DoorDash has three “DashMarts” in New York that promise delivery of groceries and convenience-store items within 15 minutes, and says more locations are coming; it also aims to deliver from Albertsons Cos. grocery stores in more than 20 cities in half an hour. But its president, Christopher Payne, said at a recent conference that it may not be possible to make 15-minute delivery profitable.
Grubhub delivers items from 7-Eleven and other convenience stores, usually in under 30 minutes. Uber is partnering with Gopuff and FastAF, letting people choose those companies’ items inside the Uber app. Uber also delivers from local grocers, although the delivery times are often over 30 minutes. And Instacart is planning 15-minute delivery, starting with customers of grocery chain Publix in Atlanta and Miami.
It’s unclear how fast the services could be outside of the densest U.S. cities, like New York, or the neighborhoods where they cluster in more sprawling cities.
“For this type of model to work—15 minutes, 10 minutes, 20 minutes, you name it—you need density, right?” said Stanley Lim, a Michigan State University professor who specializes in supply chains. “In a rural area, you can service these customers but not profitably. That’s going to be a limit to the spread that these companies can go for.”

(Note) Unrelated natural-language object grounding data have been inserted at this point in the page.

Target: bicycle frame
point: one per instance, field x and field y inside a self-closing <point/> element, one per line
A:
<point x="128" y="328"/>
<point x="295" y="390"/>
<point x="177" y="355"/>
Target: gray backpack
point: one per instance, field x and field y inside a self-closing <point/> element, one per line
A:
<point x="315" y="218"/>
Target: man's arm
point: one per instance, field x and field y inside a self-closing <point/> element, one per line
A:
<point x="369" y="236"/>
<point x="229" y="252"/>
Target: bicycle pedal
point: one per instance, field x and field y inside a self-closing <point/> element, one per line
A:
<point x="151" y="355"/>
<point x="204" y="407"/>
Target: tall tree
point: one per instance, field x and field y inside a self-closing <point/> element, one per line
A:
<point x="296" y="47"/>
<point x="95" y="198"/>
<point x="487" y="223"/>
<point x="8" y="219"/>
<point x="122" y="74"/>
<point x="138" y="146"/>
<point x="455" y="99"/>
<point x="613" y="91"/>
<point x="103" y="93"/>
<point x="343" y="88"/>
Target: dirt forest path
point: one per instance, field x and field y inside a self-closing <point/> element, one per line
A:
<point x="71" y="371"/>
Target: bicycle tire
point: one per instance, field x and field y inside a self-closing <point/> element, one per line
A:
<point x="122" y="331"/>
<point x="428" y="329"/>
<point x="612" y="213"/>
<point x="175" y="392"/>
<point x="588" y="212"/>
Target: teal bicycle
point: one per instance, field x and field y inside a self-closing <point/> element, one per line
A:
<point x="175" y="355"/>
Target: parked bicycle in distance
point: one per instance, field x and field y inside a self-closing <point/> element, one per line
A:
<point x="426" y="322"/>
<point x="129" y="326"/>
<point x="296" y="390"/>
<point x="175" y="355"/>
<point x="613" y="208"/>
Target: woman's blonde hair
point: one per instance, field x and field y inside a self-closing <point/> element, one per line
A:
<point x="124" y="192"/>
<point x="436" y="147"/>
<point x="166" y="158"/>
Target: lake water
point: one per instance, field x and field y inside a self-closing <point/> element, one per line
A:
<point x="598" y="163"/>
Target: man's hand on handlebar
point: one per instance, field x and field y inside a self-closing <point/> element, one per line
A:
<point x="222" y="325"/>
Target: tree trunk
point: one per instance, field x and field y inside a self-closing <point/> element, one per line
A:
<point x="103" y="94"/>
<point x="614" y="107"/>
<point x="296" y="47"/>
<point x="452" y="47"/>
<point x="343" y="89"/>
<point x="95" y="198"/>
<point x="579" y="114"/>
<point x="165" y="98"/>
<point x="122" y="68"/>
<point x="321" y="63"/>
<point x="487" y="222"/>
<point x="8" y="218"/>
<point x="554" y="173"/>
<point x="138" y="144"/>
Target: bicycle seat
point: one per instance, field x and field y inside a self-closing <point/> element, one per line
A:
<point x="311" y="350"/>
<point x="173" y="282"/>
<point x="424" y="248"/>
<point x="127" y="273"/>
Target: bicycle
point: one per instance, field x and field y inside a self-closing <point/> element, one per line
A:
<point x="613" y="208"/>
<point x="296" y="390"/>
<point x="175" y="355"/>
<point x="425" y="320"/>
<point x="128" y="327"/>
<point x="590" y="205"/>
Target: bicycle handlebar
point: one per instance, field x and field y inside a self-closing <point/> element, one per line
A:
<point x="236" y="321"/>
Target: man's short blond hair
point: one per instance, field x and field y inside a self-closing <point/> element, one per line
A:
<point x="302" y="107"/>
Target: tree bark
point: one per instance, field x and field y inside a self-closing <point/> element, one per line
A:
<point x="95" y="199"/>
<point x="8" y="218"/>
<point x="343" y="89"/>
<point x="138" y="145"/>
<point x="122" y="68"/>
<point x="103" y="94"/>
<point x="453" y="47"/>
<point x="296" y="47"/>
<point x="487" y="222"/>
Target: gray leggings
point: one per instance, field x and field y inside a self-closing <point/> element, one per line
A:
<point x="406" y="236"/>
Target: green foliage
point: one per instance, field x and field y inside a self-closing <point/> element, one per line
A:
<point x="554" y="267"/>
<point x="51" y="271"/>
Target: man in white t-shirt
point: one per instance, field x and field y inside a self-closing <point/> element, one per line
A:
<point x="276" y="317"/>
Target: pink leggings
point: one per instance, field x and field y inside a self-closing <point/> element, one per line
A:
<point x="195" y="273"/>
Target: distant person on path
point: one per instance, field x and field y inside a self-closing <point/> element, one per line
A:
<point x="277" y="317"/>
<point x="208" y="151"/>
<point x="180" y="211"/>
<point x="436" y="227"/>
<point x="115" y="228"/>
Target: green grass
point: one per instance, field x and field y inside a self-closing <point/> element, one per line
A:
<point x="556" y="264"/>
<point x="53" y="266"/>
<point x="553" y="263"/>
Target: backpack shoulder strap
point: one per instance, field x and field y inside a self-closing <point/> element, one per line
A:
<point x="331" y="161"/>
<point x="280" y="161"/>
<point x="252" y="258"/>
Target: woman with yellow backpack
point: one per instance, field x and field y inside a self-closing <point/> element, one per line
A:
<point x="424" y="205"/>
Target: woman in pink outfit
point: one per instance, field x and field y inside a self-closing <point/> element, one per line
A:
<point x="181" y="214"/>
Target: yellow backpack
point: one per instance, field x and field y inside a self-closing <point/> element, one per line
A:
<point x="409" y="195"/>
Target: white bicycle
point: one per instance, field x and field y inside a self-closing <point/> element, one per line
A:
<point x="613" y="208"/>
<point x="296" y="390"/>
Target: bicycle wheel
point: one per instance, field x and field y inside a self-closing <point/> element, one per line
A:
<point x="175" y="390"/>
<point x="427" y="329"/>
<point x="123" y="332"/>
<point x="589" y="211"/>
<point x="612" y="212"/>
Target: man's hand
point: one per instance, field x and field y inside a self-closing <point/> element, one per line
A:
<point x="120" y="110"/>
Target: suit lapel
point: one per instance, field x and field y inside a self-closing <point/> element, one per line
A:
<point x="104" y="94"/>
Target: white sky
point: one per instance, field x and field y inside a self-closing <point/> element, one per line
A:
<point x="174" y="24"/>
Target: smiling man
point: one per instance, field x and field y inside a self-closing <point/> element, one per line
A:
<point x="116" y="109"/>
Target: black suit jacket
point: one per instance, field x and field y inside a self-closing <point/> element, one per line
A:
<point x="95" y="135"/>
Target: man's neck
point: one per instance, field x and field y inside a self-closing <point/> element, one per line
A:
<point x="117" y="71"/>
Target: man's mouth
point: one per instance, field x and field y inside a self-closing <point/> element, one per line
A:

But in the bustling city, regulatory pressure may loom. New York City Council members have spoken out against the fast-delivery apps, saying they may be breaking zoning laws. The New York City Department of Buildings is working with other government agencies to “explore the appropriate zoning districts” for the mini-warehouses. The centers are not mentioned in existing city zoning regulations since they are a new type of business, said Andrew Rudansky, the agency’s spokesperson.
There are also worries about delivery apps offering discounts that will squeeze local businesses like bodegas and convenience stores as well as concerns about the safety of delivery people. Manny Ramirez, who works for DoorDash and a service called Relay and is an organizer for Los Deliveristas Unidos, which advocates for better conditions for app delivery workers, says he has been badly injured by a car while on his bike twice in the past year, and is still in physical therapy. And the bigger the order, the more dangerous it is for the rider.
“We don’t have laws to protect bikers,” he said.
The lack of bike lanes throughout the city, time pressures and fear for their safety drives delivery workers onto sidewalks, advocates say. That leads to worries from city residents.
Deborah Koncius, who lives on Manhattan’s Upper West Side, said she feels like her neighborhood has gotten more dangerous with delivery people riding e-bikes on the sidewalk. Although neither she nor any of her family members have gotten hit, “I kind of feel like it’s just a matter of time.”